Rolls-Royce Power Systems Sürdürülebilir Enerji Sistemleri Başkanı Perry Kuiper ise, “Veri merkezleri için dünyanın en büyük üç acil durum jeneratör tedarikçisinden biriyiz. Enerji temini ihtiyaçlarına sürdürülebilir çözümler arayan müşterilerimizin uzun süredir bize duydukları güvenden mutluluk duyuyoruz. Gelecekte veri merkezlerinin yarısından fazlasını, yakıt hücrelerinden elde edilen acil durum enerjisiyle beslemeyi hedefliyoruz.” diyerek konuyla ilgili fikirlerini aktardı. 

Hidrojen teknolojisini kullanan ve CO2 içermeyen çözümlerin geliştirme çalışmaları, Rolls-Royce Power Systems'ın yeni 'Power Lab' bölümünde yürütülüyor.

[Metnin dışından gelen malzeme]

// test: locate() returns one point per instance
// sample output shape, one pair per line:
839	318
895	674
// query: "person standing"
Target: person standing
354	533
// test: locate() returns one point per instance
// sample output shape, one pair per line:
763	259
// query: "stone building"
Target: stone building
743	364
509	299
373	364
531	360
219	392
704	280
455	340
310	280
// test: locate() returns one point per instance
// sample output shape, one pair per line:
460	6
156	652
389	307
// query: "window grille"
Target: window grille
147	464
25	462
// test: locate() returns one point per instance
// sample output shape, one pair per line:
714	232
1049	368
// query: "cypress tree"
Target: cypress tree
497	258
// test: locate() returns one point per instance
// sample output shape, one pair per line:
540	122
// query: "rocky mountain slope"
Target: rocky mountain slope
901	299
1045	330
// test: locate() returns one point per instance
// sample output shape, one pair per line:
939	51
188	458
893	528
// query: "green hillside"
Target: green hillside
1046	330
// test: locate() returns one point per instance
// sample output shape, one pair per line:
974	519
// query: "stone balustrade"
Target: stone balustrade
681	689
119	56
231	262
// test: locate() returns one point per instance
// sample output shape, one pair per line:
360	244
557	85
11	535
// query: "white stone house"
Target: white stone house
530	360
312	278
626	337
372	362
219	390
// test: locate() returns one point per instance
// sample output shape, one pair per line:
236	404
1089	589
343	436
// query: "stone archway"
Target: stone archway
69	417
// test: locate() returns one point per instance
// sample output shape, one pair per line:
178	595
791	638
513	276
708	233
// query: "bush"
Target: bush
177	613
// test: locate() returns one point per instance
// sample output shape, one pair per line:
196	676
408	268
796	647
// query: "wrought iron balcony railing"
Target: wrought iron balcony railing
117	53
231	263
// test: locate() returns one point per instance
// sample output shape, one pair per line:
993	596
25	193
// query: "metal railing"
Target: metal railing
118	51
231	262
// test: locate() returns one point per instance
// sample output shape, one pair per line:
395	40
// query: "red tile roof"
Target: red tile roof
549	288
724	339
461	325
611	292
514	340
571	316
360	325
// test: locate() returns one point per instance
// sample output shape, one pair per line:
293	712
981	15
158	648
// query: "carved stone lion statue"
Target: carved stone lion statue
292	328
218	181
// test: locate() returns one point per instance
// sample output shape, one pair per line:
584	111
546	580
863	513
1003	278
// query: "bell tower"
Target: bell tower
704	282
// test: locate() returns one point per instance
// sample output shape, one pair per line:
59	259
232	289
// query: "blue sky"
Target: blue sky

Cellcentric CEO’su Dr. Matthias Jurytko ise görüşlerini şöyle dile getirdi: “Hidrojen bazlı yakıt hücresi, karbon sıfır hedefine ulaşmak için önemli rol oynayan bir yapı taşı. Cellcentric olarak teknolojide bir atılım gerçekleştirilmesine yardımcı olmak için ölçek ekonomisine değer veren  Rolls-Royce gibi önemli bir iş ortağına sahibiz. İş birliğimiz politikacılara ve sektöre açık bir mesaj niteliği taşıyor. Her iki şirket de yakıt hücrelerinin faydalarına inanıyor ve bunları ticarileştirmek için çok çalışıyor. Altyapı sorunu ve hidrojenin üretimi, depolanması ve taşınması için gereken koşullarının devreye sokulması gerektiğine inanıyoruz.”

Cellcentric ile ortaklık Rolls-Royce'a, uzun yıllara dayanan deneyime sahip lider bir tedarikçi tarafından üretilen yakıt hücresi modüllerini kullanma fırsatı sunuyor. Büyük hacimli yakıt hücrelerinin hızlı bir şekilde konumlandırılması, Cellcentric'in seri üretimi hızlandırmasına olanak tanırken, araçlarda  kullanımı için çalışmalar devam ediyor. Daimler Truck AG ve Volvo'nun ağır hizmet araçlarına montajı ise yılın ikinci yarısında planlanıyor.